🌹🌹🌹🌹🌹
"Nona Lavina berhasil kabur, Tuan Kenan."lapor Raiden, orang kepercayaan lelaki itu. Kenan mengangguk-ngangguk dengan lambat.
"Aku tahu, biarkan saja. Bagaimana dengan apa yang ku minta?"
"Mereka sedang melaksanakannya, ini tuan." Raiden memberikan sebuah benda pipih pintar itu kepada Kenan untuk memperlihatkan pertunjukan yang Kenan inginkan, seringai puas muncul di kedua sudut bibir Kenan.
"Dia sangat menikmatinya."ucap Kenan. "Kau bisa kembali, aku ingin istirahat. Jangan lupa naikan beritanya." Raiden mengangguk, lalu pergi dari ruangan Kenan.

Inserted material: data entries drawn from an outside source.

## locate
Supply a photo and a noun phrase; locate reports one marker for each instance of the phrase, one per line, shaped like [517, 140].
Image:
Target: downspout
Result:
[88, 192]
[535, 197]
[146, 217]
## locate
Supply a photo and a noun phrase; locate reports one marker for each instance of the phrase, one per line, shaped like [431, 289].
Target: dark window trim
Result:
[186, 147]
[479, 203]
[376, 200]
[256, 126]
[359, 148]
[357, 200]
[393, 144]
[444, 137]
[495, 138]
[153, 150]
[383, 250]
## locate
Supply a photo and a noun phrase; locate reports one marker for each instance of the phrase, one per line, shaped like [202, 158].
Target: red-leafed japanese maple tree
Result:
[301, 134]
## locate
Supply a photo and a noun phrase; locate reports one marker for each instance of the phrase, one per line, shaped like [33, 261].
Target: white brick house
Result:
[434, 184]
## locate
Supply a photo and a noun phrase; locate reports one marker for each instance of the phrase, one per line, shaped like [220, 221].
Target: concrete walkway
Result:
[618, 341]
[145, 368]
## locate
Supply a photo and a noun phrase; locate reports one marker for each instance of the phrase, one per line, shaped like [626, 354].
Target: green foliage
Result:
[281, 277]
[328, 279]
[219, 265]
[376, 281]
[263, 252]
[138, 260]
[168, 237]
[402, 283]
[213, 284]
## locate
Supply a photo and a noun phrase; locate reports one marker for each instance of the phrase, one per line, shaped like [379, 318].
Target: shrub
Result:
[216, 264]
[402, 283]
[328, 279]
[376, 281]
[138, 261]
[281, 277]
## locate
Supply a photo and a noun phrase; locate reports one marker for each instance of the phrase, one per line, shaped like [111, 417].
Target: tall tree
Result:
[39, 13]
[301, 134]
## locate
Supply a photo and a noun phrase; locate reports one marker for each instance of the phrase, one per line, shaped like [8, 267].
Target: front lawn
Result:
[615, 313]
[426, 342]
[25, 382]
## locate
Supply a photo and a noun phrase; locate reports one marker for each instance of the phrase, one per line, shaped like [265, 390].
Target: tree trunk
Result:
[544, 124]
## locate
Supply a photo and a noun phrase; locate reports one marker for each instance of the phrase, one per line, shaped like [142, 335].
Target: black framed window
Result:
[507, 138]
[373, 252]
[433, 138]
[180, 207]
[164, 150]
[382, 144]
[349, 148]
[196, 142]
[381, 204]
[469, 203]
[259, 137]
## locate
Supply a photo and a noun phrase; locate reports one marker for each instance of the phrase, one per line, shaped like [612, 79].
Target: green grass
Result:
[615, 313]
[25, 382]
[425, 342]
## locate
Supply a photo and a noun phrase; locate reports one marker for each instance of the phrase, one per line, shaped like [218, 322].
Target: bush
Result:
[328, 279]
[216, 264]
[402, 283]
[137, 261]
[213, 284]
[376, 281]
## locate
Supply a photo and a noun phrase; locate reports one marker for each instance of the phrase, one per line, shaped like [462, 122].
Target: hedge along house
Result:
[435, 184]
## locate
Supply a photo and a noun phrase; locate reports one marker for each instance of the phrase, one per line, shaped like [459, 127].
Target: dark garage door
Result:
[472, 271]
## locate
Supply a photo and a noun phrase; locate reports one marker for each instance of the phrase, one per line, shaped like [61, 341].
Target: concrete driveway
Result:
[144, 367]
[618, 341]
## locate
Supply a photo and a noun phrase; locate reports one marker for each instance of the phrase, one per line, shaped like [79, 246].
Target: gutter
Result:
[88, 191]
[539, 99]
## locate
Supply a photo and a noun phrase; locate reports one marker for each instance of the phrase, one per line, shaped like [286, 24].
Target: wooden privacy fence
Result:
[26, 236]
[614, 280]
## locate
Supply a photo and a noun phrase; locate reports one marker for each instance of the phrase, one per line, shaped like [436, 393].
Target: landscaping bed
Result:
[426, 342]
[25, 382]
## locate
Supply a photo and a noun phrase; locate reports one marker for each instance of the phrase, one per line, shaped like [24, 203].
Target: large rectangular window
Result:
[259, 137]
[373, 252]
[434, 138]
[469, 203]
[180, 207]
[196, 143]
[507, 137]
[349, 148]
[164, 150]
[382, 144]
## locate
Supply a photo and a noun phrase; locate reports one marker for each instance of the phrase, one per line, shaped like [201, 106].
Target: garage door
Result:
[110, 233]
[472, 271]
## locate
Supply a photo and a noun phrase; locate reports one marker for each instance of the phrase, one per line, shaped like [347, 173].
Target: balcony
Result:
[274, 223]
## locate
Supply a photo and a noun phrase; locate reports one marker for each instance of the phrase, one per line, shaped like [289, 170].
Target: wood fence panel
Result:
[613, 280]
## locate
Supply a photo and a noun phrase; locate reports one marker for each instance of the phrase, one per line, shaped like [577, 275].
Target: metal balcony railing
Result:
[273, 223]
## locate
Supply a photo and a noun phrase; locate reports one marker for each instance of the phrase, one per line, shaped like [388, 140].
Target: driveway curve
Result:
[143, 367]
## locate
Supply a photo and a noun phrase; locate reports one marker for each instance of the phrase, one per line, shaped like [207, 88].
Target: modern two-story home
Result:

"Ahh, apa itu terlalu biasa?"gumam Kenan seraya memejamkan matanya.
🌹🌹🌹🌹🌹
Sekembalinya Lavina ke kampung halaman, Emily berusaha membuat Lavina bahagia. Dia mengajak Lavina melakukan hal-hal yang dapat membuat putrinya sedikit mengalihkan perhatiannya dari Kenan, Emily tahu jika Lavina tidak akan bisa sepenuhnya melupakan Kenan. Jika pun bisa, butuh waktu lama untuk melupakan lelaki itu.
Pagi ini Lavina hanya seorang diri di rumah, ibunya sedang pergi ke pasar untuk berbelanja. Akhir-akhir ini entah kenapa dia menjadi sangat pemalas, dia juga mudah sekali merasa mengantuk, lelah dan lapar. Kondisi tubuhnya sepertinya sedang tidak baik, dia juga sering merasa mual dan pusing. Sedang menikmati keripik buatan sang ibu, tiba-tiba dia mendengar pintu rumahnya di ketuk. Saat Lavina membuka pintu, sesesok pria tua bertubuh tambun dengan beberapa ajudan berdiri dibelakangnya.
"Cari siapa?"tanya Lavina, dia sedikit merasa takut apalagi saat pria tambun itu menatapnya penuh minat. "Ibumu, dimana ibumu?"tanya pria tambun itu.
"Sedang pergi ke pasar, ada apa ya?"
"Kau putrinya? Dengar, ibumu itu punya hutang padaku sebesar 85 juta! Ini sudah jatuh tempo, tapi dia belum juga bayar. Aku datang untuk menangih uangku yang dia pinjam."
"85 juta?"cicit Lavina, itu bukan uang sedikit baginya. Uang tabungannya bahkan tidak ada setengah dari jumlah yang disebutkan. "Beri kami waktu, saya mohon."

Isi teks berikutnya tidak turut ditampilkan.